Even Jeff Sessions, the Attorney General, made a similar point. Sessions is a radical critic of immigration, so it’s no surprise that he would object to foreign-worker programs, but at a Senate hearing about the H-2B program, held last June, he argued that employers should offer higher pay rather than bring in foreigners. “Most Americans would like a permanent job and not a short-term job,” he said. “It seems to me that short-term jobs should pay more if they expect to get workers to work on a short-term basis.”
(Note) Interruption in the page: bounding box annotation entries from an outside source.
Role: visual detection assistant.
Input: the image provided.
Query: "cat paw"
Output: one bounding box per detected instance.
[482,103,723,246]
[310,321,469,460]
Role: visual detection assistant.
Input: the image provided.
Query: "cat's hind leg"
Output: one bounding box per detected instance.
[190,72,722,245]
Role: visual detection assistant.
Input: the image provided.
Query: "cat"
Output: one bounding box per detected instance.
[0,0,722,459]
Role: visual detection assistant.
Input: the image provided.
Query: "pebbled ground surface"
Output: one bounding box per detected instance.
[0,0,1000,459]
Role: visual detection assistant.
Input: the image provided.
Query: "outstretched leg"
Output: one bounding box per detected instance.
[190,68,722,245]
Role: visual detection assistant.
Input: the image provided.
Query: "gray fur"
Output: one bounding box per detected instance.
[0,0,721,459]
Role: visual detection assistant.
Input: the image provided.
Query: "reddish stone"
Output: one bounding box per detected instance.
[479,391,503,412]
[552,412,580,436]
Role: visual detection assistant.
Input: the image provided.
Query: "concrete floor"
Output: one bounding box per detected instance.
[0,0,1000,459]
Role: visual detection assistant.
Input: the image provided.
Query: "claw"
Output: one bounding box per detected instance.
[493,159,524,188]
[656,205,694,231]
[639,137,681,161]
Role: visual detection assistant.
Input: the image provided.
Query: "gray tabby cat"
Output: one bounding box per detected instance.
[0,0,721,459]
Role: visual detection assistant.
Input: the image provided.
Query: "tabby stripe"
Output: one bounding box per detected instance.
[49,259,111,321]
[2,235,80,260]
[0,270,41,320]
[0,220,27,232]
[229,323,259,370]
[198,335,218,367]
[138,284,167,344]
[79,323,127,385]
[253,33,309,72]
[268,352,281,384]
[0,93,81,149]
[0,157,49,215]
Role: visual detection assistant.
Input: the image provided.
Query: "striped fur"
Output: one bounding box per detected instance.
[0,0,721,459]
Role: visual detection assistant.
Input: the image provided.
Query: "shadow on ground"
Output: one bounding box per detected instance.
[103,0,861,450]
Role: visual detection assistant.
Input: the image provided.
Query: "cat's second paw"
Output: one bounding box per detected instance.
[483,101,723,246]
If your mantra is “America First,” there is actually a stronger case for the visas the tech industry uses than for the ones used by Mar-a-Lago. Giovanni Peri, an economist at the University of California, Davis, who studies labor and immigration, says that the H-1Bs can boost the employment prospects of Americans. In a 2014 report, Peri and his co-authors concluded that the tech industry in the U.S. would have recovered much more quickly after the recession had the government not pulled back drastically on H-1B visas in 2007 and 2008. The technology jobs offered to foreigners, they argued, would have created several hundred thousand jobs for American workers, including those without college degrees who perform support roles in the tech industry. “Many people say that Japan has lost its edge in high tech because of its immigration policies,” Peri said. “It’s very hard to immigrate to Japan.”
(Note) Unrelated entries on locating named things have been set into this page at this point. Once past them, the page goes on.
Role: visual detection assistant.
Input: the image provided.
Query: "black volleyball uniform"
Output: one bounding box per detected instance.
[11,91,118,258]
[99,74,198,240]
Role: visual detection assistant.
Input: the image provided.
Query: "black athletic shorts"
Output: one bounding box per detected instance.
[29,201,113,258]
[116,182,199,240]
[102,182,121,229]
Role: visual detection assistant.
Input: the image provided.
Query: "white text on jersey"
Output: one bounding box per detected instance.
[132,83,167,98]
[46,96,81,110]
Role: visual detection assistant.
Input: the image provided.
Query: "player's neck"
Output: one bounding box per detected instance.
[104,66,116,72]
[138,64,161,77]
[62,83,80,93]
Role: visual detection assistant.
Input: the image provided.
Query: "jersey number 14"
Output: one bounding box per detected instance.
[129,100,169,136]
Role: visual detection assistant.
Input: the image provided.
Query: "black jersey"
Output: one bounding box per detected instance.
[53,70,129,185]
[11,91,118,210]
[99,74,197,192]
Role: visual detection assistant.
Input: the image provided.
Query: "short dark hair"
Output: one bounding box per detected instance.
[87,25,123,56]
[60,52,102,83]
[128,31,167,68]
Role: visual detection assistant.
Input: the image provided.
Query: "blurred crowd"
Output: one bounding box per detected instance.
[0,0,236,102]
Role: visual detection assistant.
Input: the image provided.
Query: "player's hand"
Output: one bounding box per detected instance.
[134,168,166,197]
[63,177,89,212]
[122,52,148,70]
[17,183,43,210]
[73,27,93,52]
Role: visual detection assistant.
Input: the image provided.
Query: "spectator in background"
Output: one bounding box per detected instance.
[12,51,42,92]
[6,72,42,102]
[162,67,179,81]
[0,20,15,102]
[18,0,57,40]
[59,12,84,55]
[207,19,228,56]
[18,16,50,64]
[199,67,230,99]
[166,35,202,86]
Tech companies, too, are mobile. If they can’t hire the engineers and the programmers they need in Silicon Valley, they can move to Vancouver or Mumbai. “The cutting edge of innovation is usually in a place that is very diverse and open, and if this place loses its edge there is relocation,” Peri said. There’s no similar justification for maintaining the visa for the hospitality business. Some hotels would have trouble finding workers without a big wage bump, but the businesses themselves wouldn’t move offshore; you can’t substitute a room in Vancouver for a suite at Mar-a-Lago. So why would Trump target one visa program but not the other? The answer, as with so much else that Trump has done, is hard to discern from the slew of contradictory messages, but it seems that, when it comes to his own businesses, he’s not eager to take a hit. And no one is making him.